Hydrotherapy (or “water cure”) refers to the therapeutic use of water to stimulate the body’s healing force. Many beneficial changes take place in the body in response to warm or cold water hydrotherapy. These changes depend upon the purpose of treatment, areas of the body to which hydrotherapy is applied, and temperature of the water used. For example, hydrotherapy can be immersion of the whole body (except the head) or more local applications to body parts like the legs, feet, or core.
So how does hydrotherapy reduce stress? For reducing activation of the adrenal glands and the stress-response system, the beneficial effects of hydrotherapy can include:
- Lowering heart rate and blood pressure
- Increasing circulation of antioxidants in the blood
- Reducing level of free radicals
- Increasing production of anti-inflammatory agents in the body
- Reducing pain, spasm, or tension
- Feeling relief from depressed or anxious emotions
- Hydrotherapy may also help to detoxify metals, pesticides and herbicides, and other toxic buildup from improper diet and lifestyle.
Can you do hydrotherapy on your own?
While hydrotherapy can be done by yourself at home with specialized equipment, for maximum benefit it should be performed by a knowledgeable practitioner. The process can be as simple as alternating applications of hot, wet towels with layers of blankets, and application of cold wet towels.
The application of warmth dilates blood vessels and allows blood to flow to the area. The cold application constricts the blood vessels.
Due to the elasticity in the blood vessels, rebound vasodilation (dilation of the blood vessels) occurs. The alternating hot and cold applications create a pumping action in the vessels, improving blood flow and lymphatic movement/drainage. This is often done around the abdomen and chest. The duration and frequency of alternating temperatures is determined by your practitioner.
Other forms of hydrotherapy can easily be utilized at home on different areas of the body to successfully treat various ailments.
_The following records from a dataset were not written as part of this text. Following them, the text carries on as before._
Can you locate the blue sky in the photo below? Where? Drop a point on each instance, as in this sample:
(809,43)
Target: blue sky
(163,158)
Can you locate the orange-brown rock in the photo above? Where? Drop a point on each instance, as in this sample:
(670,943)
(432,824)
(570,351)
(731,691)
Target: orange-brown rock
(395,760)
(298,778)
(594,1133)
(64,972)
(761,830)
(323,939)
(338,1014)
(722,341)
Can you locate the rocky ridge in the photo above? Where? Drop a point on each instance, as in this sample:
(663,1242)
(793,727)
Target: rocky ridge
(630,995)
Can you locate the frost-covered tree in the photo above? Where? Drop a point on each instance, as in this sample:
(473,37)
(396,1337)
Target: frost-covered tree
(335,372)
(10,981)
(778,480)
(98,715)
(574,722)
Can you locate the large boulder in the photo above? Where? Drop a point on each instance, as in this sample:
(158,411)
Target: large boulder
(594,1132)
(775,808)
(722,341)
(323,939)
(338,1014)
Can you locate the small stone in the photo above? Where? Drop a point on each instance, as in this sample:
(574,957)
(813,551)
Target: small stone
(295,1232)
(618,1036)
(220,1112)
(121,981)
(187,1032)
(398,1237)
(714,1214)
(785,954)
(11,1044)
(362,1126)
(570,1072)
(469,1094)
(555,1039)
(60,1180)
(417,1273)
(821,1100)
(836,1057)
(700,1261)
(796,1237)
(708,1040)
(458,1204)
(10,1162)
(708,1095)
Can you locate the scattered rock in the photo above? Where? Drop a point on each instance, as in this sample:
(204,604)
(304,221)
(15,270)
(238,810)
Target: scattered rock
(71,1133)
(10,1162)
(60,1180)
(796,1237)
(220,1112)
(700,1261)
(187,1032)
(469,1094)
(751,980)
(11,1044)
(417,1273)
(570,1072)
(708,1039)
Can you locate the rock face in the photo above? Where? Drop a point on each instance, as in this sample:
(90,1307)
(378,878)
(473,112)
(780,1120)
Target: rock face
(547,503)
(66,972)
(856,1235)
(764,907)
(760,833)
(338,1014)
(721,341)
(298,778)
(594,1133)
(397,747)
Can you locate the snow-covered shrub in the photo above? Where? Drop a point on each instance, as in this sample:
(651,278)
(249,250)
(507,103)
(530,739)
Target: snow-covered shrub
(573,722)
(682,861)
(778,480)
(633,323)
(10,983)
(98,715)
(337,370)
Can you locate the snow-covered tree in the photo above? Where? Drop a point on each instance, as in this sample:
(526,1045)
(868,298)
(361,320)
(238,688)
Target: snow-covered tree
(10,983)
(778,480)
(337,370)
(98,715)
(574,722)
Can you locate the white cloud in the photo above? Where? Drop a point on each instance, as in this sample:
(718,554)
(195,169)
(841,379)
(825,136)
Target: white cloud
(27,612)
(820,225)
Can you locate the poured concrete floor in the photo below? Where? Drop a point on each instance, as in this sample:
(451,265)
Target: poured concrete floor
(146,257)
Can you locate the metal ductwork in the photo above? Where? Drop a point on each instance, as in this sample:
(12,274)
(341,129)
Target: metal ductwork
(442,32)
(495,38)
These forms include contrast hydrotherapy, full body baths, foot baths, sitz baths, steam inhalations, hot compresses, saunas and compresses, poultices, and hot or cold packs. (To learn more about the numerous different kinds of hydrotherapy, be sure to check out my super thorough blog on the topic.)
If you are interested in constitutional hydrotherapy to facilitate relief from adrenal health conditions, speak to your health practitioner.